The present disclosure relates to a gallium nitride (GaN) based semiconductor light-emitting device and a method for producing the same.
In light-emitting devices (GaN based semiconductor light-emitting devices) including an active layer composed of gallium nitride compound semiconductor, control of the band gap energy by means of the (alloy) composition and the thickness of the active layer results in a wide emission wavelength range from ultraviolet to infrared. GaN based semiconductor light-emitting devices, such as light-emitting diodes (LEDs), that emit light rays of various colors are already commercially available and used for wide applications, such as image displays, luminaries, inspection apparatuses, and sterilizing light sources. Furthermore, blue-violet semiconductor lasers have also been developed and used as pickups for reading and writing of large-capacity optical discs.
A typical GaN based semiconductor light-emitting device has a structure of a first GaN based compound semiconductor layer with an n-type conductivity, an active layer, and a second GaN based compound semiconductor layer with a p-type conductivity stacked in that order on a substrate.
In such a GaN based semiconductor light-emitting device, U.S. Pat. No. 6,635,904 B2 discloses a technique in which a smoothing layer is formed by crystal growth between an active layer and a first GaN based compound semiconductor layer. The formation of the smoothing layer significantly improves characteristics. A similar report discloses that the formation of an InGaN layer having an In content of about 0.04 and functioning as an underlying layer of an active layer that has a quantum well structure and that emits blue-violet light increases photoluminescence efficiency to 70%, which have been 30% to 40% in the past (see, T. Akasaka, H. Gotoh, T. Saito, and T. Makimoto, Appl. Phys. Lett., vol. 85, pp. 3089-3091 (2004)).
It has been known that a technique for the formation of a second GaN based compound semiconductor layer above an active layer having a superlattice subjected to uniform or modulation doping, the superlattice containing a Mg-doped AlGaN sublayer and a Mg-doped GaN sublayer. The formation of the second GaN based compound semiconductor layer having the superlattice increases hole concentration (for example, see K. Kumakura and N. Kobayashi, Jpn. J. Appl. Phys. vol. 38 (1999) pp. L1012; P. Kozodoy et al., Appl. Phys. Lett. 75, 2444 (1999); and P. Kozodoy et al., Appl. Phys. Lett. 74, 3681 (1999)). This technique is one in which high hole concentration is two-dimensionally obtained on the basis of the piezoelectric effect due to strain. Furthermore, it is possible to obtain the effect on conduction in the second GaN based compound semiconductor layer in the thickness direction, i.e., it is possible to reduce series resistance, by optimization of the superlattice period.
GaN based semiconductor light-emitting devices may be required to achieve high luminous efficiency in operation at a high operating current density (for example, an operating current density of 50 A/cm2 to 100 A/cm2 or more) and to achieve a significant reduction in operation voltage.

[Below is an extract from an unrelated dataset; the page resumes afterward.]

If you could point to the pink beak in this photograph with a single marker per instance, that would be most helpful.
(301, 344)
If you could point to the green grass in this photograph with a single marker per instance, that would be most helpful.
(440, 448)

However, none of the references describe specific means and measures for achieving such demands.
It is desirable to provide a GaN based semiconductor light-emitting device having a structure providing high luminous efficiency in operation at a high operation current density and a significant reduction in operation voltage. Furthermore, it is desirable to provide a method for producing the GaN based semiconductor light-emitting device.